In 12W, Spectacle and Exhibitionism. This course explores cultural theory (the public sphere; spectacle; display; ideology; collective memory) through examples drawn from the history of World Fairs. Nation-based gatherings of international scope, the fairs (1855-1964) brought millions of visitors to urban settings; organizers sought to both awe and persuade. The fairs support a wide range of theoretical and historical research topics related to race, empire, gender, politics, science, technology, advertising, visual arts, architecture, museums, academic disciplines, literature, film studies, etc. Prerequisite: Comparative Literature 72. Warren.

79. Independent Study

11W, 11S, 12W, 12S: Arrange

A tutorial course designed by the student with the assistance of a member of the Comparative Literature faculty who is willing to supervise it. Offers the student an opportunity to pursue a subject of special interest through a distinctive program of readings and reports. During the term prior to the course, applicants must submit a course outline to the Chair for written approval.

80. Advanced Seminar: Special Topics

Not offered in the period from 10F through 12S

85. Senior Seminar in Research and Methodology

11W, 12W: Arrange. Spitta.

87. Thesis Tutorial

11S, 12S: Arrange.

Permission of the Chair is required.

100. Contemporary Literary Criticism and Theory

10F: 10A 11F: 10A

In 10F, What is Theory? Since the beginnings of the 20th Century, critical theory has slowly transformed the study of literature. This course examines some of the major texts in the field, including the roots of contemporary critical practices in philosophy, linguistics, and semiotics, as well as some of the latest, “cutting edge” applications of theory to all kinds of cultural “objects”: texts, films, clothes, bodies, genders, identities, buildings, cities, nations, etc. Works by Saussure, Jakobson, Foucault, Lacan, Benjamin, Derrida, Hegel, Butler, and others. Open to M.A. candidates only. Kritzman.

In 11F, Meaning…. The concept of “meaning” relies on certain assumptions about texts, interpretation, and communities. Attending to the roots of contemporary critical practices in philosophy, linguistics, and semiotics, we will consider some of the latest, “cutting edge” ideas in literary and critical theory as they relate to all kinds of cultural “objects”: written texts, films, bodies, identities, buildings, cities, nations, etc. Works by Hegel, Nietzsche, Saussure, Kristeva, Foucault, Lacan, Benjamin, Derrida, Butler, and others. Open to M.A. candidates only. Biron.

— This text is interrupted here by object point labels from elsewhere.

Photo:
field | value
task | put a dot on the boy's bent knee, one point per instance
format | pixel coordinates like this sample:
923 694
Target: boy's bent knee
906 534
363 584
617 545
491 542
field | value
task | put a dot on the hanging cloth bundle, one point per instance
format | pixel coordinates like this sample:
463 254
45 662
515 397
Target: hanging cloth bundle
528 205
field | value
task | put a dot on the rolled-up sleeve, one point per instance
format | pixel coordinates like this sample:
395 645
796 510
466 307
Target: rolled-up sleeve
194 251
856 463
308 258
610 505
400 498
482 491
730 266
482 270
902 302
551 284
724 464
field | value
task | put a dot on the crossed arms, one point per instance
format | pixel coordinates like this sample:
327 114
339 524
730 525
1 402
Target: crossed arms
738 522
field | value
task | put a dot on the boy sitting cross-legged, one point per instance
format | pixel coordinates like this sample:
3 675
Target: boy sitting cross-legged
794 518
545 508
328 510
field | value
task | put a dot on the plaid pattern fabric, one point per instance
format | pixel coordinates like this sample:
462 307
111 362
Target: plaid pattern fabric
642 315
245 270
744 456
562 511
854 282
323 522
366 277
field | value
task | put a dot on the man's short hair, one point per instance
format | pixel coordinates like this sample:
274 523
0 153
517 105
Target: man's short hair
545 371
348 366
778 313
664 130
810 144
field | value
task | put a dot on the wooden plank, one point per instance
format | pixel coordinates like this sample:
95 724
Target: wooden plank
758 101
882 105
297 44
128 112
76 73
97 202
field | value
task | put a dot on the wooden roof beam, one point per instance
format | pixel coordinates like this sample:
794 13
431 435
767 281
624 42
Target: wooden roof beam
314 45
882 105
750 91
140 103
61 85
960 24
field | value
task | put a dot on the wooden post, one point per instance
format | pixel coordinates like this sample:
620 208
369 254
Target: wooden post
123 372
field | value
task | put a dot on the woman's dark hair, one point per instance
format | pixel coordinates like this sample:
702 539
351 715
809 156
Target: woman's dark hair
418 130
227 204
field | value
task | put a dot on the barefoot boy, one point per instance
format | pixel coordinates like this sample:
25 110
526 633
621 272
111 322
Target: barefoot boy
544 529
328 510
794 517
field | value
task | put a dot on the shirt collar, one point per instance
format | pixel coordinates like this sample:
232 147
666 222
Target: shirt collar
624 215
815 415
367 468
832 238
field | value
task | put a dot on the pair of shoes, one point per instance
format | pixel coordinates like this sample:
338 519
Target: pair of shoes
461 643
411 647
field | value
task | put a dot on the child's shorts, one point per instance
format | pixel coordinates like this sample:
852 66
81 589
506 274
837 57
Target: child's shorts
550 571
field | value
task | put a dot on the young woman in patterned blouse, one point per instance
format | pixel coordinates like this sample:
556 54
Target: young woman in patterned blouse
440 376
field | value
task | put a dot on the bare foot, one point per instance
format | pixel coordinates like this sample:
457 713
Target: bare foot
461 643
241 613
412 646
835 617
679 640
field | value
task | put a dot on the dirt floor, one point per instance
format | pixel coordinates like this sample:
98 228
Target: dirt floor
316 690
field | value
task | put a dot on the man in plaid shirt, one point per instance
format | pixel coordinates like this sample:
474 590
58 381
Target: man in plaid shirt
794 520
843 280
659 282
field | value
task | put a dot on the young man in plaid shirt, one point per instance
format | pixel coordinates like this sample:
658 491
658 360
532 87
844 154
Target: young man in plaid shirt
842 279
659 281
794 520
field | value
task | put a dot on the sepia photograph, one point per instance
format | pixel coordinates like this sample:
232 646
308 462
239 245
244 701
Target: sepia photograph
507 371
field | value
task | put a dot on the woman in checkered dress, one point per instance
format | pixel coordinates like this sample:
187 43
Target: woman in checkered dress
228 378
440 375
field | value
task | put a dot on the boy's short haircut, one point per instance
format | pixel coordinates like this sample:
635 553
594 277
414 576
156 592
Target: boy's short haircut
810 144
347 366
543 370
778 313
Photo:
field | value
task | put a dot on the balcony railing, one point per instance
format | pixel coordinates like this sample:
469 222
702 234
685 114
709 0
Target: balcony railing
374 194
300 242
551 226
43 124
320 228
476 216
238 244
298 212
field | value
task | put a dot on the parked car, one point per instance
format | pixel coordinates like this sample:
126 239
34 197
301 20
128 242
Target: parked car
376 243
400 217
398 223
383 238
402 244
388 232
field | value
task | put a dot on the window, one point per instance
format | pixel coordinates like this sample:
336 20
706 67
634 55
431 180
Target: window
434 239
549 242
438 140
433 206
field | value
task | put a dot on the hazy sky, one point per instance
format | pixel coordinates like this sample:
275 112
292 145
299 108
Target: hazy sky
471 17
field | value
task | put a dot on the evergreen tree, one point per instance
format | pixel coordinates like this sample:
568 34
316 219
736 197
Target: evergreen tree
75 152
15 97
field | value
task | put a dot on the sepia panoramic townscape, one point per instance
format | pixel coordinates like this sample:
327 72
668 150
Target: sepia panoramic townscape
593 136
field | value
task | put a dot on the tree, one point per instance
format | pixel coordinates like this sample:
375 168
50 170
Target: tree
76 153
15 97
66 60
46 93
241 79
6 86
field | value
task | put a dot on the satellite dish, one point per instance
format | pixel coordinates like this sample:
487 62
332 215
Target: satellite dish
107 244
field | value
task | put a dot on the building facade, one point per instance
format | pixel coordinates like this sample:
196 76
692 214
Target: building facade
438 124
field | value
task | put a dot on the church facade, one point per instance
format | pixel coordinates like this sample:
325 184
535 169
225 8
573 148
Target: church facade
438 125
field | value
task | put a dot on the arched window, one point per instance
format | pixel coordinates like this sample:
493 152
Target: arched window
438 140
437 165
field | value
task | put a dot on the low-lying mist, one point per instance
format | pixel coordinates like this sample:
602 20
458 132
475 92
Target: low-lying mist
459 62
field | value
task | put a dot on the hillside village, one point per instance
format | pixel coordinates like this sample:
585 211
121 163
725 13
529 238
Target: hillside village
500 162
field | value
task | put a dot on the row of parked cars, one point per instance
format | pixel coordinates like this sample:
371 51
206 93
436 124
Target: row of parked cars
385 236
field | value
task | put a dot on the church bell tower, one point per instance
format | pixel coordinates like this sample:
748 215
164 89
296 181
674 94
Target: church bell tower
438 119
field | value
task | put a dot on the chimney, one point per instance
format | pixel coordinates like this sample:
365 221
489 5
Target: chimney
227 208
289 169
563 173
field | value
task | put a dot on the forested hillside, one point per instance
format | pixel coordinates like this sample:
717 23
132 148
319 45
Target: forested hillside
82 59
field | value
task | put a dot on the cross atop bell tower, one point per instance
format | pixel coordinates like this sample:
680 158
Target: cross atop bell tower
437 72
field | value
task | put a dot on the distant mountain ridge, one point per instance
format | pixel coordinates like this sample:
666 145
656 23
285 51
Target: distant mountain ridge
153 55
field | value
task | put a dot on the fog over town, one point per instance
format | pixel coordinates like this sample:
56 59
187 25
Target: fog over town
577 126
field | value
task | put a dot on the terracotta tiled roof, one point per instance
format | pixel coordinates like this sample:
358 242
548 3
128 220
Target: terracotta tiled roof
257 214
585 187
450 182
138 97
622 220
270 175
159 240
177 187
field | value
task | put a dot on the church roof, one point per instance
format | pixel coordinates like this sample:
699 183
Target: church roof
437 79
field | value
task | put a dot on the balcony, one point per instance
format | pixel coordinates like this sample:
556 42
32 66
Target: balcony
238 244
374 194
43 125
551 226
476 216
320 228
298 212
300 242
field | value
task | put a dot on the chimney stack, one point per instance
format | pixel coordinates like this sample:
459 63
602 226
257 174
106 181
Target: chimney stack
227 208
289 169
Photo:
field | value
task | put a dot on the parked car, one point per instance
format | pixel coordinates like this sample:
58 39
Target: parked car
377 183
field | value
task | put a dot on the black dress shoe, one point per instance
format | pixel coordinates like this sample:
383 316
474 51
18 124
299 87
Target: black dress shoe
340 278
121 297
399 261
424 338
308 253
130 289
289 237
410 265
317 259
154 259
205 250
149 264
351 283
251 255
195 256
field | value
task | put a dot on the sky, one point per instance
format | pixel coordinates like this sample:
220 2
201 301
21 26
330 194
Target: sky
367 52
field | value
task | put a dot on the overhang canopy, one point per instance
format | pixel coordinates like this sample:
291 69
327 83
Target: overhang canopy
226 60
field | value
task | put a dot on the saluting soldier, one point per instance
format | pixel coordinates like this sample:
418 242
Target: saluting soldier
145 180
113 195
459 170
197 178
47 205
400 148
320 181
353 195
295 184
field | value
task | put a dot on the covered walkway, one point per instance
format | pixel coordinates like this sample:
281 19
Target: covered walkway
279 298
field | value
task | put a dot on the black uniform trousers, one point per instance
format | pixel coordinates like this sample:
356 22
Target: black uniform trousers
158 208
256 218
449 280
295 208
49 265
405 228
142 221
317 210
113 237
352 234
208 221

101. Topics in Literary Criticism and Theory

11W: 3A 12W: 12

In 11W, see description under Comparative Literature 73. Prerequisite for M.A. candidates: Comparative Literature 100. Kacandes.

In 12W, see description under Comparative Literature 73. Prerequisite for M.A. candidates: Comparative Literature 100. Warren.

102. Tutorial

10F, 11F: Arrange

Arrange with advisor. This course is open to M.A. candidates only.

103. Workshop in Critical Writing

11S, 12S: 3A

Critical thinking and concise, persuasive writing are prerequisites for any professional career. In fact, both go hand in hand. The Workshop in Critical Writing introduces graduate students to advanced research techniques, to the conventions of scholarly discourse, and to the various kinds of writing practiced in literary studies. We will analyze scholarly articles as examples of research methods, argument development, rhetorical technique, and stylistic presentation; we will test a variety of practical approaches to the interpretation of literary texts; and we will explore how we might use theory in critical argument. Students will be asked to prepare and submit a scholarly article using previous written work of their own (senior thesis, independent study project) as a basis. The workshop format of the course will permit students to read and critique each other’s work and to sharpen their editorial skills. Washburn. This course is open to M.A. candidates only. Mladek (11S), Kopper (12S).

105. Graduate Seminar

11W, 12W: Arrange. Verona.

This course is open to M.A. candidates only.